Making Decisions About Assistive Technology With Infants and ToddlersBy Dugan, Lauren M.; Campbell, Philippa H.; Wilcox, Jeanne; Topics in Early Childhood Special Education, Vol. 26, No. 1, pp. 25-32
Publication Date: Spring 2006
Study examined and contrasted beliefs and decision-making practices of early intervention providers concerning the use of assistive technology (AT) for infants and toddlers. Participants were 424 multidisciplinary early-intervention providers drawn from across the United States. Computer-assisted telephone interviews were conducted. Participants were asked whether they agreed or disagreed with reported belief statements representing 4 factors leading to the underutilization of AT for infants and toddlers: required skills, extra effort, giving up the natural way, and high cost. Participants also decided on the preferred intervention within 3 age groups, birth to 12 months, 13 to 24 months, and 25 to 36 months, for each of 6 skill areas: playing, dressing, mobility, bathing, communication, and eating/drinking.

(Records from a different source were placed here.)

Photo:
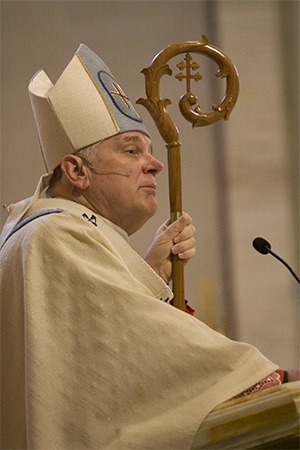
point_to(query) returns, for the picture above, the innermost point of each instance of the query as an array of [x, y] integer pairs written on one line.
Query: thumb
[[176, 227]]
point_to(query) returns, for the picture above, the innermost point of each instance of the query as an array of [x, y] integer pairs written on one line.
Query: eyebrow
[[137, 139]]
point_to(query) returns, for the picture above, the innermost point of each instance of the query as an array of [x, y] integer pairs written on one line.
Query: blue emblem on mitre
[[118, 103]]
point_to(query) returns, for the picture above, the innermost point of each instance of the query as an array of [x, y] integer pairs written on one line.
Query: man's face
[[122, 184]]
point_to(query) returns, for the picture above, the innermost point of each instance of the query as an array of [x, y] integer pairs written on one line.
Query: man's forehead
[[137, 138]]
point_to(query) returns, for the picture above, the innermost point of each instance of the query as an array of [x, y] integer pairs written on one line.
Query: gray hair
[[86, 153]]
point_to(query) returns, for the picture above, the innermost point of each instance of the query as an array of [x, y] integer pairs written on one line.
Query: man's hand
[[175, 238]]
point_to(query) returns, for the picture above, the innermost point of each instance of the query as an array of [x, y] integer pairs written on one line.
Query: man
[[93, 354]]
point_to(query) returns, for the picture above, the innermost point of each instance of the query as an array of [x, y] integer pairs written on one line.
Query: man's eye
[[132, 151]]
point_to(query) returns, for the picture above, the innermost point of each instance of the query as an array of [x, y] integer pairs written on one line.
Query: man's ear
[[75, 170]]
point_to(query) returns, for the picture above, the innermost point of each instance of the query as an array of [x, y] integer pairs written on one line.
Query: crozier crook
[[157, 107]]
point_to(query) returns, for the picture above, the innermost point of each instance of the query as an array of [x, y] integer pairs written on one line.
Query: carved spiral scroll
[[157, 106]]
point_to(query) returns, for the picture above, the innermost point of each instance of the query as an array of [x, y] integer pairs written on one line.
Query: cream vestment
[[92, 356]]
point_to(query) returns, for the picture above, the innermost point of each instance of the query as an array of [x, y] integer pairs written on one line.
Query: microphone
[[264, 247]]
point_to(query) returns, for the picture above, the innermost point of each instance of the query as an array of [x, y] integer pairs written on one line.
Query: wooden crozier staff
[[168, 130]]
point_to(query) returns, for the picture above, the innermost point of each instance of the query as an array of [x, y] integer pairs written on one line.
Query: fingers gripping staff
[[156, 105]]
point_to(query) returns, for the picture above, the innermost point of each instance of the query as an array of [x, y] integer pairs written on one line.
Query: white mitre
[[84, 106]]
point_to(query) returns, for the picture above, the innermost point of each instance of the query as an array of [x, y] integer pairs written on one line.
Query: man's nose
[[153, 165]]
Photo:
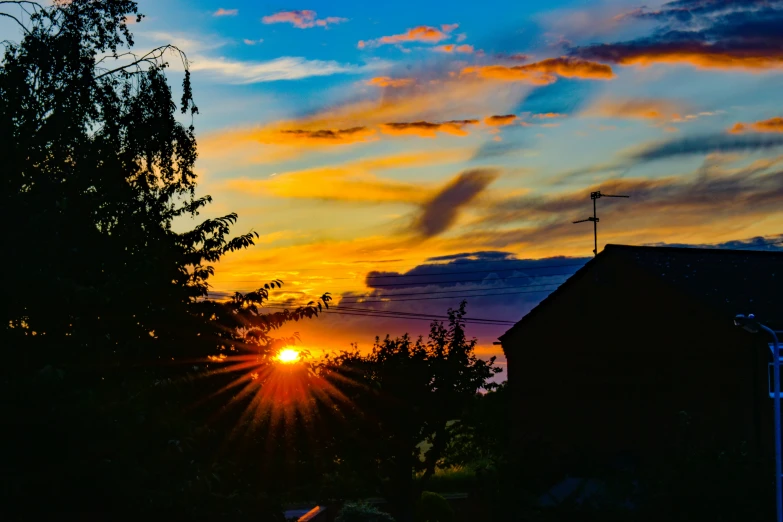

Intervention options were low-tech AT, high-tech AT, skill development, and “no concern.” Results showed that a majority of participants disagreed with the belief statements about AT with infants and toddlers; however, their choice of interventions showed that they did not generally select AT options until children were older than 24 months. Reported beliefs were therefore not associated with decision-making practices. The authors conclude that future research and training should focus on factors that are likely to influence the decisions professionals make in practice.